Where We’ve Seen It Before
For e-commerce companies, last-mile dominance is now a critical goal. We’ve seen big investments in last-mile delivery from the likes of Amazon, Best Buy, and Target before. E-commerce companies have an obvious incentive to reach all their customers, but rural delivery is arguably the most challenging last-mile lane to fulfill. A long drive with fewer deliveries affects route density, making many rural routes costly. For Amazon, programs like Shipping with Amazon can help achieve greater route density by opening up logistics services to a larger number of sellers. Meanwhile, brick-and-mortar stores with growing e-commerce arms use their physical locations as distribution centers to offset delivery costs.
Read More: Infographic: Retailers Who Are Winning at Logistics
Alibaba’s strategy is slightly different: Huitongda, an e-commerce subsidiary of Jiangsu Five Star Appliances Company, is already a well-established service network in rural areas. To avoid having to build that kind of system from scratch, Alibaba is investing heavily in the development of last-mile delivery for a significant rural consumer population. While not the exact means as Amazon and others, the end is the same: Alibaba wants to win China’s last-mile.

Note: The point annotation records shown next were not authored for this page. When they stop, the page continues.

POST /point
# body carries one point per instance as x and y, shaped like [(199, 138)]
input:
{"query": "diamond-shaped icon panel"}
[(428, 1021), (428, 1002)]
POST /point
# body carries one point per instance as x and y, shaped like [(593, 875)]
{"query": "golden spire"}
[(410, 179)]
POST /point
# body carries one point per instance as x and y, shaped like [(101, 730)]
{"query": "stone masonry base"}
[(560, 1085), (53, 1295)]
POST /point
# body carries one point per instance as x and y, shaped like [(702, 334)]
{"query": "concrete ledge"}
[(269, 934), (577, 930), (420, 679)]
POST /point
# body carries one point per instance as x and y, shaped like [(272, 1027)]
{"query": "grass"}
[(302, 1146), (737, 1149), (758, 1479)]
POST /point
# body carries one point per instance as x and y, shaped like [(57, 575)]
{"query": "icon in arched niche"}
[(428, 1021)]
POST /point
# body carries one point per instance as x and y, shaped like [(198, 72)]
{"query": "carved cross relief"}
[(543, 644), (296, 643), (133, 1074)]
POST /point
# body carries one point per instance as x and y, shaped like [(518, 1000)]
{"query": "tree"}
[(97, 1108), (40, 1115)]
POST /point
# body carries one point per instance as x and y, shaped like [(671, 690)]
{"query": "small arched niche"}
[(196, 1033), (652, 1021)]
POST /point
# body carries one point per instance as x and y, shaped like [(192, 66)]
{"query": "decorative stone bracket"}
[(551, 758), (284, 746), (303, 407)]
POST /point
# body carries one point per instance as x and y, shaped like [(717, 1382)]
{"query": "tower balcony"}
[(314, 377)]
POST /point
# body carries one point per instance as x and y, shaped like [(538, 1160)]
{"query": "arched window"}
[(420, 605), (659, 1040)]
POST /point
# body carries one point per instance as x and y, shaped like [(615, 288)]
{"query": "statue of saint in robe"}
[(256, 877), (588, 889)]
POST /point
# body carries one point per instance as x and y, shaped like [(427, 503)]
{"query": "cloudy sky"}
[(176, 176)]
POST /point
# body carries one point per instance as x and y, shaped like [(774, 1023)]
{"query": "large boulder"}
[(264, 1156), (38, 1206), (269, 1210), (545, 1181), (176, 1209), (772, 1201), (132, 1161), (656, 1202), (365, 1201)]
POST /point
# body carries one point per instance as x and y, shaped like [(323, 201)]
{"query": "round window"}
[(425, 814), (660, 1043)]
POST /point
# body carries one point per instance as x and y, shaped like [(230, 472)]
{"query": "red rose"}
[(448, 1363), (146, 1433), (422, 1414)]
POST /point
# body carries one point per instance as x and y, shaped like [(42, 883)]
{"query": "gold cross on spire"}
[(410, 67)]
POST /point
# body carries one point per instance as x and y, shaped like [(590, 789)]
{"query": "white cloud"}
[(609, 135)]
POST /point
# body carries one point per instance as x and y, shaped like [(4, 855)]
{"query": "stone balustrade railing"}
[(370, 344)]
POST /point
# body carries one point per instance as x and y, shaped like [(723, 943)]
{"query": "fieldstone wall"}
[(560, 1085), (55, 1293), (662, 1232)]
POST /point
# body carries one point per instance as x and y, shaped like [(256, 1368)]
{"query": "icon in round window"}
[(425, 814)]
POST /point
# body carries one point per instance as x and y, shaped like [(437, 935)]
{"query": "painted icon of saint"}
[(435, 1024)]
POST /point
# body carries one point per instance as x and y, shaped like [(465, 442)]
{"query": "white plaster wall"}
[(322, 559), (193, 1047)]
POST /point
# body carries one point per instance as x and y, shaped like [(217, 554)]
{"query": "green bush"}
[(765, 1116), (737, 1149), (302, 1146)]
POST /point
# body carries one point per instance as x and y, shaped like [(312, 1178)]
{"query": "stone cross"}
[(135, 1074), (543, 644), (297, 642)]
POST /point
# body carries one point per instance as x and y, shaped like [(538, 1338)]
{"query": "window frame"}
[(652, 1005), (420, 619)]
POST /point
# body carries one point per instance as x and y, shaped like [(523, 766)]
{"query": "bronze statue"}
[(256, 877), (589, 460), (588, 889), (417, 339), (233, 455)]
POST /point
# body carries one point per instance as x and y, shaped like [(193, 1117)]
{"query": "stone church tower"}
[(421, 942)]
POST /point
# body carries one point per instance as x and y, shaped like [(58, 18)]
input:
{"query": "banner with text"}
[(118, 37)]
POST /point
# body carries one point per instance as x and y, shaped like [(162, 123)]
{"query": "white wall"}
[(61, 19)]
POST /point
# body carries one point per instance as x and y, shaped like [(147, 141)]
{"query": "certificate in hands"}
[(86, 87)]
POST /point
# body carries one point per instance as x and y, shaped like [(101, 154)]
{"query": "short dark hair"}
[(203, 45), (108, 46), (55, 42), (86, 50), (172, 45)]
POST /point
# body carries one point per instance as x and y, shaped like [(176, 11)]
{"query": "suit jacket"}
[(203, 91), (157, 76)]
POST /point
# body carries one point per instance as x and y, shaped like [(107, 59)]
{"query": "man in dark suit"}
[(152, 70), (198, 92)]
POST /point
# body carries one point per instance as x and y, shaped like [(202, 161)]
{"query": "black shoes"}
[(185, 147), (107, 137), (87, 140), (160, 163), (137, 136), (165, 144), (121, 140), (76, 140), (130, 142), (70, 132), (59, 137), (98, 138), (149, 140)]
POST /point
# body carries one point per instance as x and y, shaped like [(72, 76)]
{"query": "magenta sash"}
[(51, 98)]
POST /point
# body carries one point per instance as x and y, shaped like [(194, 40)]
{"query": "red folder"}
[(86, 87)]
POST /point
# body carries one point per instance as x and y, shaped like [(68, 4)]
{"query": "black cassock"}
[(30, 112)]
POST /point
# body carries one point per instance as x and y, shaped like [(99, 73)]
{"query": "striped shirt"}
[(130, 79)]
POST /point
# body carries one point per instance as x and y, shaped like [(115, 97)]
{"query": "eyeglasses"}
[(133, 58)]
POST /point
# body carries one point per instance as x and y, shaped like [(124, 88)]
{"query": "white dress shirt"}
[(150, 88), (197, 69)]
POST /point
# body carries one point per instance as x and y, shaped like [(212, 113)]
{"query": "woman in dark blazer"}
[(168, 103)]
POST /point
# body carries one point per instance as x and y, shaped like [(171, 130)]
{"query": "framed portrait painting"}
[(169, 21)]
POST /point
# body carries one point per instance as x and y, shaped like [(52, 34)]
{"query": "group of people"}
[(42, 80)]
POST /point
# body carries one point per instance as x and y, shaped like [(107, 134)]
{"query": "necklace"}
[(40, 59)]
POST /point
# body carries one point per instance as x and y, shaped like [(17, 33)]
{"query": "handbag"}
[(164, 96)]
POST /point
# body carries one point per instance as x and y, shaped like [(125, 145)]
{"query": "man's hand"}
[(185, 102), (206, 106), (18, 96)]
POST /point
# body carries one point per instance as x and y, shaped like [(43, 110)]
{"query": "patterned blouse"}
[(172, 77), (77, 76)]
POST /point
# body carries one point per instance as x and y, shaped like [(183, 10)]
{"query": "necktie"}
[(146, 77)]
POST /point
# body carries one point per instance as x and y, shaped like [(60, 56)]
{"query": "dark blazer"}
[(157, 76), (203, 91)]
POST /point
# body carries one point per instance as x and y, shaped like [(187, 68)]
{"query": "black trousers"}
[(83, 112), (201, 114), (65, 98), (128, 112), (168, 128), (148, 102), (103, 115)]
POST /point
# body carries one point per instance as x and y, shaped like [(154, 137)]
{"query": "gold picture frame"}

Alibaba invests $1.38 billion in ZTO Express and lands itself a variety of logistics assets, including ZTO’s own recently-acquired freight-forwarding business, China Oriental Express.

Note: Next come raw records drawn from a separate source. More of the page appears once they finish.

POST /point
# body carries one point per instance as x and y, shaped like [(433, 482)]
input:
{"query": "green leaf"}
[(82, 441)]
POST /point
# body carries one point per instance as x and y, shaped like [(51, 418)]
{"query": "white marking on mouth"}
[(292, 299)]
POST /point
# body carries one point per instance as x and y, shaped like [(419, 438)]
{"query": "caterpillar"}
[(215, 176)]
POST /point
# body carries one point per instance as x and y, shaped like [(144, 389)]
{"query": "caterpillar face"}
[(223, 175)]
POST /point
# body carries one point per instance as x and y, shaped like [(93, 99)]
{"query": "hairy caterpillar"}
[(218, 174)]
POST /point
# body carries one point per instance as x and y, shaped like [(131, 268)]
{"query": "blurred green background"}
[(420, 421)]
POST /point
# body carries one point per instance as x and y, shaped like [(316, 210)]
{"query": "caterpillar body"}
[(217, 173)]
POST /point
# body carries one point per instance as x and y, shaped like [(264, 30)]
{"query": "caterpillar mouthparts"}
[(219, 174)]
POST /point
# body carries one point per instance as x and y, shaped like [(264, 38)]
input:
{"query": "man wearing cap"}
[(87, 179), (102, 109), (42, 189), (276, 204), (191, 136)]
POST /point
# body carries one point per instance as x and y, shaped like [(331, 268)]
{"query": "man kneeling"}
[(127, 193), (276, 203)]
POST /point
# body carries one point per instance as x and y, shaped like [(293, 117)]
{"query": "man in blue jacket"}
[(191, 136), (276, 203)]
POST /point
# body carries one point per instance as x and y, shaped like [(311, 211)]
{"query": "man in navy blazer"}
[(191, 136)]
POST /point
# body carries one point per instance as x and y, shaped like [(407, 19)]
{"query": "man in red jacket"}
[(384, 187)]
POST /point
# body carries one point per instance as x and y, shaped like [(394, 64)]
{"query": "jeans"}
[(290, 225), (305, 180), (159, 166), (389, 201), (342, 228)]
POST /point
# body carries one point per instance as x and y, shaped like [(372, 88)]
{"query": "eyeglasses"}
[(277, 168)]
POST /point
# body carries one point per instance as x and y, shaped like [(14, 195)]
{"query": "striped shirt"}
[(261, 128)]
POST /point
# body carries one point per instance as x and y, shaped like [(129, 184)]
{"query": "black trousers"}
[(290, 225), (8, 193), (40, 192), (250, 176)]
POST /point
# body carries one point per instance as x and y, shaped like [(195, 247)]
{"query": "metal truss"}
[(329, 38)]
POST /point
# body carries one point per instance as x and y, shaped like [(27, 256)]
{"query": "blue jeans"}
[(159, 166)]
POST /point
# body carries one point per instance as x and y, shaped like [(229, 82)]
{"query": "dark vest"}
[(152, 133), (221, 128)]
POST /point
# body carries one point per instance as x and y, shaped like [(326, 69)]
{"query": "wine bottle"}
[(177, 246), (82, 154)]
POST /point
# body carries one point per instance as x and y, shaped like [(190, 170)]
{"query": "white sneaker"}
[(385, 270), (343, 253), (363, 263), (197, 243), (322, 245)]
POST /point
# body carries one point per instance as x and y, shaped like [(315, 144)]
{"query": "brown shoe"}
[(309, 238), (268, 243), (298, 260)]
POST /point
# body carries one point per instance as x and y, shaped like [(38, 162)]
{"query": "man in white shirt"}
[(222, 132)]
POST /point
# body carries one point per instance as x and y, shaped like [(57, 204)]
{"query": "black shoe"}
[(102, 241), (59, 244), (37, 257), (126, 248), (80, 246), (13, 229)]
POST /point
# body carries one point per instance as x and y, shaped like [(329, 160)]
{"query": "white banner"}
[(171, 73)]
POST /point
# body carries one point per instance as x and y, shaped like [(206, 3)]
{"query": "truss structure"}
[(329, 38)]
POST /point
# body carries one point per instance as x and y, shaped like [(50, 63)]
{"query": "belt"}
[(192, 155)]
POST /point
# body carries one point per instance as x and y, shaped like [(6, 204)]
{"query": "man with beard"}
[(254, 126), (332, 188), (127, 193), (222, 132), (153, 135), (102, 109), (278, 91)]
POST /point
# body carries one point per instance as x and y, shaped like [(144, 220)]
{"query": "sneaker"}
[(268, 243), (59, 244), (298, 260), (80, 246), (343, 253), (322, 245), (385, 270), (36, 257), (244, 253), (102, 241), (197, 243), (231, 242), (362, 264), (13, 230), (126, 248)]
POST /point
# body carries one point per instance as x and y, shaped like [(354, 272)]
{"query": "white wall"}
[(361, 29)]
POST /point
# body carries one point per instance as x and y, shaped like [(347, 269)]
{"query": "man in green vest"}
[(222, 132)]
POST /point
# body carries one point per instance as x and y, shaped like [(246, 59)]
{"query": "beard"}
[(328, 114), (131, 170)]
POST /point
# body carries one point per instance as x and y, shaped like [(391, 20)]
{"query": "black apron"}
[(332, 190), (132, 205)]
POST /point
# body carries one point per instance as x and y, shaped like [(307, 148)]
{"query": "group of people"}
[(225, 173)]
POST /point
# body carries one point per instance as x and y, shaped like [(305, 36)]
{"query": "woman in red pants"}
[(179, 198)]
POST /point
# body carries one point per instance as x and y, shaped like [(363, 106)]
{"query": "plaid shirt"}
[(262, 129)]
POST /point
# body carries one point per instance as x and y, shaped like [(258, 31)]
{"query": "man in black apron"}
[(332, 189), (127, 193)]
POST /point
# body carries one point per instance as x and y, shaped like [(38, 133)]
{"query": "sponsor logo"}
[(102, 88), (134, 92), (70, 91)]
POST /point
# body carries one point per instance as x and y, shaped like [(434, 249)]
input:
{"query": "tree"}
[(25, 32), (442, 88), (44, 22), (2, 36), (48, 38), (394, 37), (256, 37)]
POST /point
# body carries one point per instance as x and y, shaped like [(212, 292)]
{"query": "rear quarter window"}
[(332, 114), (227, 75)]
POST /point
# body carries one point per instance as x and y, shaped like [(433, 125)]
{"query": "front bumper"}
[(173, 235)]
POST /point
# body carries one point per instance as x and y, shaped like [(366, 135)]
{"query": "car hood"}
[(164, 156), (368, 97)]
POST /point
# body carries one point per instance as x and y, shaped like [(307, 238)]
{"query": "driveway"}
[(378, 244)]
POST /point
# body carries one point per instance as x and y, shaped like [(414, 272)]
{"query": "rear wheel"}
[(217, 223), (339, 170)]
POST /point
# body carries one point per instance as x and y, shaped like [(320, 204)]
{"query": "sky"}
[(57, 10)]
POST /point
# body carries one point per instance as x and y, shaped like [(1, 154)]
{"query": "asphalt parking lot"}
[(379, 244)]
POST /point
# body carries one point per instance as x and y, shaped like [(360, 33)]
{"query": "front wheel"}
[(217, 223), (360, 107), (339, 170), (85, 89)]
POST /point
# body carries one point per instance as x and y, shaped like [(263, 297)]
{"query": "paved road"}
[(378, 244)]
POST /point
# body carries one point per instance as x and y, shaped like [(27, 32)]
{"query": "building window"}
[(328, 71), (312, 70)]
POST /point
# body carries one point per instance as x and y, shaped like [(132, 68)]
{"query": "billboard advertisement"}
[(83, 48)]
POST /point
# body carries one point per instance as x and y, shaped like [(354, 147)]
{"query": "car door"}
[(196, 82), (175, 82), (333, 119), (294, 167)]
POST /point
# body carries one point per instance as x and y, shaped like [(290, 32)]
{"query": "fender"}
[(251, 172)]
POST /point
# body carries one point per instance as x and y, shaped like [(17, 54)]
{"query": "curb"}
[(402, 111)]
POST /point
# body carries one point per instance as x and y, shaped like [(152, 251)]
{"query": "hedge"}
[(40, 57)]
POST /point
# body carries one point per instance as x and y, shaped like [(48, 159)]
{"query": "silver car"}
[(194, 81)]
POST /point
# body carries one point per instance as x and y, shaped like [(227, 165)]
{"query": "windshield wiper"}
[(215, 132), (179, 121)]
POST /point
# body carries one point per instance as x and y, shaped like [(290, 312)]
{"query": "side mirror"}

Where We’ve Seen It Before
Much as other e-commerce retailers such as Amazon, Rakuten, and Wayfair have acquired freight forwarding and NVOCC capabilities to realize efficiencies in their imports from China, Alibaba is now equally well-suited to make its mark on international logistics. We’ve said it before: no product can move anywhere in the world without the assistance of a freight forwarder. E-commerce companies realize this but aren’t willing to be passive about it.
Investing in or acquiring companies with established logistics capabilities is a popular move for retail giants: think Target buying Shipt, or Walmart's acquisition of Parcel. While these aren’t traditional freight forwarders, their ready-to-roll delivery infrastructures help e-commerce companies hit the ground running post-acquisition. Alibaba is on a tight schedule and facing fierce competition. Putting money down on a complete freight-management company is an efficient bet.

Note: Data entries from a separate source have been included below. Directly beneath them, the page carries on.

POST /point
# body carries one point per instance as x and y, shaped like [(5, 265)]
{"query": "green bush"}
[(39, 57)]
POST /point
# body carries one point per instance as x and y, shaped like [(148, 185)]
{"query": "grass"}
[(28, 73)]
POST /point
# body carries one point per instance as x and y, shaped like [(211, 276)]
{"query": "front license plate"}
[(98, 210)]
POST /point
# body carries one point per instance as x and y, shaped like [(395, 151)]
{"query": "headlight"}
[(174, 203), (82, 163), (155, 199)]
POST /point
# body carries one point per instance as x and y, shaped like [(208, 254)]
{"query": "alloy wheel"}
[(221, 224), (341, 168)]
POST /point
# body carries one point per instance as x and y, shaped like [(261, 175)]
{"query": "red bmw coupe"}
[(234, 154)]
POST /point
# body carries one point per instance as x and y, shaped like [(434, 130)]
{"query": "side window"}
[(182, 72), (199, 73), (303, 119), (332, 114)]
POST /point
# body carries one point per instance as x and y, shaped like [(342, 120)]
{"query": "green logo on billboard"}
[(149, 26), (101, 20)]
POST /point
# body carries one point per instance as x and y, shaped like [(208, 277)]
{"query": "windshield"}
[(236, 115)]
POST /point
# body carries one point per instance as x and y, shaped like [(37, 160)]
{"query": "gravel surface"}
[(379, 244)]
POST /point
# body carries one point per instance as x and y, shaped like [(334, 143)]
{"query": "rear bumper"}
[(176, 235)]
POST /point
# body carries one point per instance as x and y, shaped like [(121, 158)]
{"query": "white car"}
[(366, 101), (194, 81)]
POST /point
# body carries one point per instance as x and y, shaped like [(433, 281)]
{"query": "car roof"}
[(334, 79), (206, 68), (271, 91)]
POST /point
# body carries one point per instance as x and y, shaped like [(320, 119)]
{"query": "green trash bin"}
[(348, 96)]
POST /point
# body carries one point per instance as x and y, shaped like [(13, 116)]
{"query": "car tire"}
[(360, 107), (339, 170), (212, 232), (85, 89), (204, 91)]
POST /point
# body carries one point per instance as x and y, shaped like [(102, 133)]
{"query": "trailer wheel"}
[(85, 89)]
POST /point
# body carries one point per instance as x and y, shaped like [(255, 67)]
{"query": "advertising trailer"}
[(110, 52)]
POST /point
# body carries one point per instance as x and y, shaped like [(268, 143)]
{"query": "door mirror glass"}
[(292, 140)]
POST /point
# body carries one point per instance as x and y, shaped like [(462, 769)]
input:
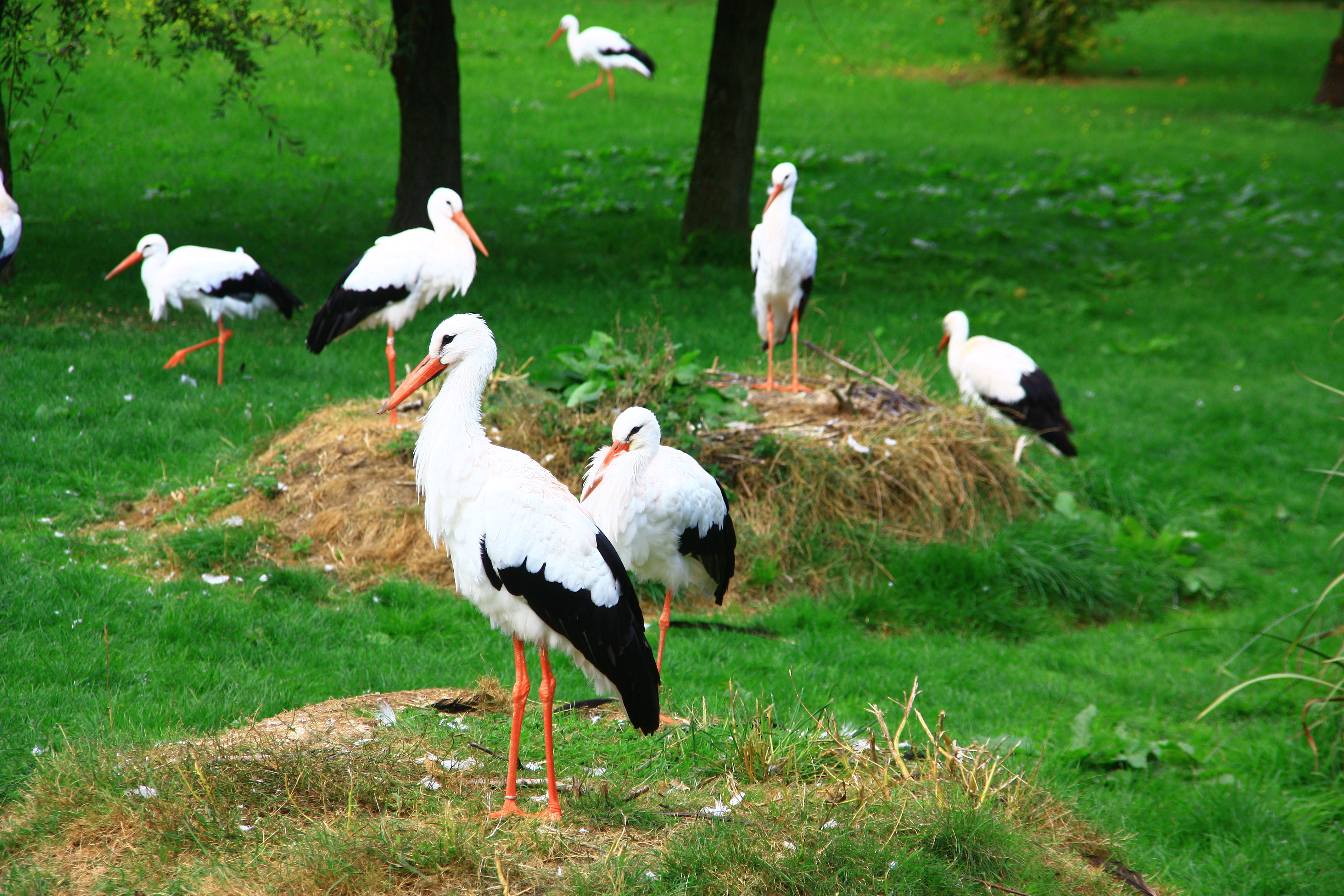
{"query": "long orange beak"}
[(620, 448), (428, 370), (460, 220), (775, 194), (131, 260)]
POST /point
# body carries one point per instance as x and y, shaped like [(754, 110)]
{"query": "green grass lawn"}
[(1167, 249)]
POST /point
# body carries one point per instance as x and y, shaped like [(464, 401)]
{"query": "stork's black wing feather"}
[(257, 283), (715, 550), (612, 639), (346, 308), (1041, 410), (632, 52)]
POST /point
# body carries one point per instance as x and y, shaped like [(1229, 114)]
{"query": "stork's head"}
[(784, 176), (636, 432), (150, 246), (447, 205), (955, 326), (459, 340), (568, 23)]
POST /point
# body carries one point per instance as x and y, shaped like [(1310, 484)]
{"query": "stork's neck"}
[(453, 422), (780, 211)]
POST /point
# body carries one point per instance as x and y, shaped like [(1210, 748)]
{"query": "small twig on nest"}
[(848, 366)]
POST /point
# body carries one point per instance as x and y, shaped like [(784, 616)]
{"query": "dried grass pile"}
[(763, 800), (812, 479)]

At the Global Smart Logistics Summit hosted by Cainiao, Jack Ma announced a US $15 billion investment to help develop a global smart-logistics network. Ma indicated the network would be based on technological advancements including smart warehouses equipped with real-time package tracking and robots, and potentially automated delivery vehicles.
Where We’ve Seen It Before
Ma is talking about a single, unified state-of-the-art logistics network. It’s similar to what Maersk and IBM have promised to build, and what e-commerce companies have been desperate to find or develop over the last few years: a shared ecosystem that gathers data and gives secure transparency at every step of the delivery process. This is a significant investment by Alibaba in a supply chain solution.
In the same announcement, Ma emphasized that the network wouldn’t be a Cainiao/Alibaba exclusive: it’s meant to be a centralized standard environment for all logistics partners. A one-stop, single-platform solution from an e-commerce company would require the transaction and delivery parts of a sale to occur in the same ecosystem. Programs like Amazon Seller Flex and Shipping with Amazon are ready to meet that requirement. Merchants and businesses can use Amazon’s consumer platform to make a sale, then ship their sold goods with Amazon’s logistics services.
Read More: Is Amazon Finally Set to Conquer Freight?
Like Amazon, Alibaba is betting that the future of its retail business depends on its mastery of logistics. Also like Amazon, Alibaba’s plan involves dominating the last mile and investing heavily in technologies that could revolutionize all parts of the supply chain. It remains to be seen if retail’s logistics strategy is the winning formula. But when multiple players converge on the same strategy, it’s often an indicator that they’re headed in the right direction.